貴様ごとき殺すにも値せんということがわからぬか!」
呂常
(りょじょう)


「おのれ…………」
関平
(かんぺい)


「若将軍! 呂常の援軍が足止めしている間に、曹仁らは樊城に逃げ込んだ。
戦果は十分だ。引き上げるぞ!」
趙累
(ちょうるい)


「くっ……。関羽の子が、敵を目の前におめおめと……」
関平
(かんぺい)


「その関羽将軍なら、深追いせずもう自陣に戻りやしたぜ」
周倉
(しゅうそう)


「そ、そうか。ならば俺も帰ろう。
呂常とやら、次はこの関平がその白髪首をいただくぞ!」
関平
(かんぺい)


「貴様が関羽のガキか。ワシは逃げも隠れもせん。いつでも訪ねてくるがいい!
うわっはっはっはっはっはっ!!」
呂常
(りょじょう)


「師匠………………」
廖化
(りょうか)



荊州 襄陽 関興軍

関興
(かんこう)
王甫
(おうほ)

関羽の次子

関羽の将



「呂常とかいう奴の部隊には出て行かれちまったけど、とりあえず襄陽は包囲できたね」
潘濬
(はんしゅん)


「おかげで曹仁軍は泡を食って敗走し、樊城に閉じこもったそうだ」
関興
(かんこう)


「この後はどうする? 襄陽を攻略するか?」
王甫
(おうほ)


「それには及ばない。

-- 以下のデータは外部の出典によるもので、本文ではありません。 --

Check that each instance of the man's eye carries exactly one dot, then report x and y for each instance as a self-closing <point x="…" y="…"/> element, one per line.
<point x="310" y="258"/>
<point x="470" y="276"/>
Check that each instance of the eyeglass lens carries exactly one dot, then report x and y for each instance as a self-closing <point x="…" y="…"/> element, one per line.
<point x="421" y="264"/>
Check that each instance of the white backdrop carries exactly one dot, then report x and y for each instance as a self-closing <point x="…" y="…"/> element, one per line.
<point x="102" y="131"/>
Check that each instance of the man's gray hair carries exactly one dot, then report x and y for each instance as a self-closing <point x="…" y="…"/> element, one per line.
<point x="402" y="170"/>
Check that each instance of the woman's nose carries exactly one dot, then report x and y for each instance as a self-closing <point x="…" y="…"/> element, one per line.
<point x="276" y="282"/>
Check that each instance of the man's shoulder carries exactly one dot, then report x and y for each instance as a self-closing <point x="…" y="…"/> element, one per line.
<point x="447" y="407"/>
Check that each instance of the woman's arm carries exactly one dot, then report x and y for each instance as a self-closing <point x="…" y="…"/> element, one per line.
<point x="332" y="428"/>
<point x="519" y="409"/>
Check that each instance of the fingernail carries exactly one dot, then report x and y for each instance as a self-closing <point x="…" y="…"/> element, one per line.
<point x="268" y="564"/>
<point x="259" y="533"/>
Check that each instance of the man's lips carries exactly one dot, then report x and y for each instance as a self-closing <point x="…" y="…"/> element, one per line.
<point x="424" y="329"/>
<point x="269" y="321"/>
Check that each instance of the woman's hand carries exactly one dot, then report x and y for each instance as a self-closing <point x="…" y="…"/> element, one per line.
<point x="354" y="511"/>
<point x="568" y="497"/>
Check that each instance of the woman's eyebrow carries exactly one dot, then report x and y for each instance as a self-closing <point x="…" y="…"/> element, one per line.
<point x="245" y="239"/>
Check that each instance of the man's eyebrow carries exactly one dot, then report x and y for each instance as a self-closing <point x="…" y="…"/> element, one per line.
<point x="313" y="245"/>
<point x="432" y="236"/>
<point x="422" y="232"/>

むしろ襄陽と樊城は生かさず殺さず、包囲を続ける目論見だし」
潘濬
(はんしゅん)


「落とさず包囲し続ける?」
関興
(かんこう)


「つまり襄陽と樊城を餌に、魏軍の援軍を呼び寄せるのさ。
それを片っ端から関羽さんに叩いてもらう。そうして相手の戦力が薄くなったところで――」
潘濬
(はんしゅん)


「漢中王の本隊が西から、孫権軍が東から兵を進めるというわけか!
まるで私の顔のように美しい戦略だ……」
王甫
(おうほ)


「あんたの顔はおいといて、御名答。
これから面白くなるよ。
この中華の大地を盤面にして、無数の駒が縦横無尽に中原を切り裂くんだ。
そしてその中心にいるのは関羽さんだ。
漢中王の名の下に、一大ゲームの幕開けさ!」
潘濬
(はんしゅん)







かくして常勝将軍・関羽は曹仁を破った。
樊城・襄陽を餌に魏軍の精鋭を釣り出す戦略は、魏の肺腑を喰い破るのか。
樊城には早くも魏の援軍が現れようとしていた。